The Virgil Kauffman Gold Medal is awarded to Jerry Schuster “for pioneering work on seismic interferometry and imaging.” Schuster has long been interested both in exploiting new types of seismic data and in better utilization of the information contained in conventional data. He consequently extended the daylight imaging concept, originally derived by Jon Claerbout, into a mathematical framework for imaging, called interferometric imaging. The method combines cross-correlation with downward extrapolation and imaging (also a cross-correlation process), which makes his method less dependent on the availability of sources. Interferometric imaging offers new imaging opportunities, such as migration of multiples in data, even of transmitted waves, and identifying the location of unknown source locations from daylight data. His imaging of multiples, particularly from VSP data, is now widely accepted and has had a profound effect on expanding the imaging aperture for salt flank delineation. He integrated these results in the book Seismic Interferometry. Schuster’s contributions to seismic interferometry are seminal and the importance of his pioneering work will become even more important as seismic interferometry becomes widely accepted.
Biography Citation for the Virgil Kauffman Gold Medal Award
Contributed by Tamas Nemeth
A complete scientist significantly impacts many areas in his professional life, such as in basic research, the application of this research to real problems, and in teaching others about what he has learned. It is gratifying to see Professor Jerry Schuster honored this year with the Virgil Kauffman Gold Medal for his work on seismic interferometry, an effort that truly encompasses all these areas.
Jerry has long been interested in unconventional seismic data. His Utah Tomography and Modeling/Migration (UTAM) research consortium started in the late 1980s, and for a long time it focused primarily on crosswell seismic and VSP data. This focus yielded a different perspective on seismic data processing, since traditional hyperbolic-moveout-based processing methods did not work well in this acquisition environment. Jerry found that a combination of: (a) extracting information from all available wave modes, (b) compensating for limited illumination, (c) imaging and inverting directly in depth, and (d) calculating the image resolution addressed the needs for crosswell and VSP imaging. His experience in borehole geophysics led to the ingredients he would use later for his work in seismic interferometry.
In the mid-1990s, Jerry worked on an autocorrelation migration algorithm that he later extended to cross-correlation migration. His goal was to exploit the phase difference between the arrivals of different modes, for these phase differences could be indicative of subtle changes in the properties of the medium. Still, some problems persisted with cross-correlation migration, such as the presence of spurious ghost events generated by the cross-correlation of the input data. These issues were not resolved until he studied the daylight imaging concept derived by Jon Claerbout, who showed that the reflection response of a horizontally layered medium can be synthesized from the autocorrelation of its transmission response, and who understood that these events are a contribution to the integral beyond the evaluation surface. Jerry applied the correlation method not only to passive seismic data, but also to exploration data with active sources. He introduced the concept of interferometric imaging, which involves an integration of cross-correlation and migration. He supported his interferometric-imaging method by an elegant theory based on stationary phase analysis.

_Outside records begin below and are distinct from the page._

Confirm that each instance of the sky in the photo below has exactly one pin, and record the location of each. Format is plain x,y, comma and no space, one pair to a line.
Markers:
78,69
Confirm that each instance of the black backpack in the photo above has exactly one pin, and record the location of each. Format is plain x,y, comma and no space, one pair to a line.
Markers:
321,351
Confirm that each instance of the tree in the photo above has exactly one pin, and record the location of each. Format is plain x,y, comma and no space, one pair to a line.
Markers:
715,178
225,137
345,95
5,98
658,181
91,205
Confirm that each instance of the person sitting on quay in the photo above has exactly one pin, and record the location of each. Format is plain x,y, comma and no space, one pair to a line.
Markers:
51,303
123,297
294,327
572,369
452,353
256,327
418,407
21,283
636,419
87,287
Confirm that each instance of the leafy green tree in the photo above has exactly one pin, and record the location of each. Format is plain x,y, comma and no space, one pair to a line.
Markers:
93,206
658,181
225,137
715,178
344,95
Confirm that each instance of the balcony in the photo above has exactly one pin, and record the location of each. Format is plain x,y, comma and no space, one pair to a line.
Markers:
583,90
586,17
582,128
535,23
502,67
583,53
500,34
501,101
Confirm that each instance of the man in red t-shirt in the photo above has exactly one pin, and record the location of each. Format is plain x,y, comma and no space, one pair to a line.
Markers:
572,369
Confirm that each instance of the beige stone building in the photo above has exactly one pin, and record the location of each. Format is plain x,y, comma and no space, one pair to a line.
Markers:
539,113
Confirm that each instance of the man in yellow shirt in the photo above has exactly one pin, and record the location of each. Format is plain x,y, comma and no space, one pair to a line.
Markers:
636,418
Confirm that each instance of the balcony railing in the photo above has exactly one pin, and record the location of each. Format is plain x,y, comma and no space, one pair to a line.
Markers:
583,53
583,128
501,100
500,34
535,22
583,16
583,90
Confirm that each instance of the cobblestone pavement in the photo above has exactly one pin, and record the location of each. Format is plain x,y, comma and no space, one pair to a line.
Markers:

Why is seismic interferometry important? Compared with other disciplines, such as medical tomography or nondestructive materials testing, exploration geophysicists are very restricted in where they can place their sources and receivers. Seismic interferometry gives us some relief from our acquisition limitations by creating data as if we had sources or receivers in locations not in the original acquisition. As we understand interferometry today, it allows (a) the reconstruction of the Green’s function of the medium between “virtual” source-receiver locations where there is no direct measurement of the wavefield, or (b) obtaining depth images from the response of a single source, many receiver configuration, or (c) the reconstruction of the reflection response from many uncorrelated noise sources. Thus, the promise of seismic interferometry is to utilize more completely the existing data for the reconstruction of Earth properties, and to compensate for suboptimal acquisition geometries.
Jerry possesses a rare insight into the fundamental issues of geophysical problems and connects our problems with solutions found in other, seemingly unrelated fields. With his exceptional research creativity and old-fashioned scientific curiosity, he has been a fountain of ideas, conjectures, and exciting results throughout his career. He is unusual in his instinct for finding things that might work on a problem and his willingness to test them. And he still beats his students to the office every morning.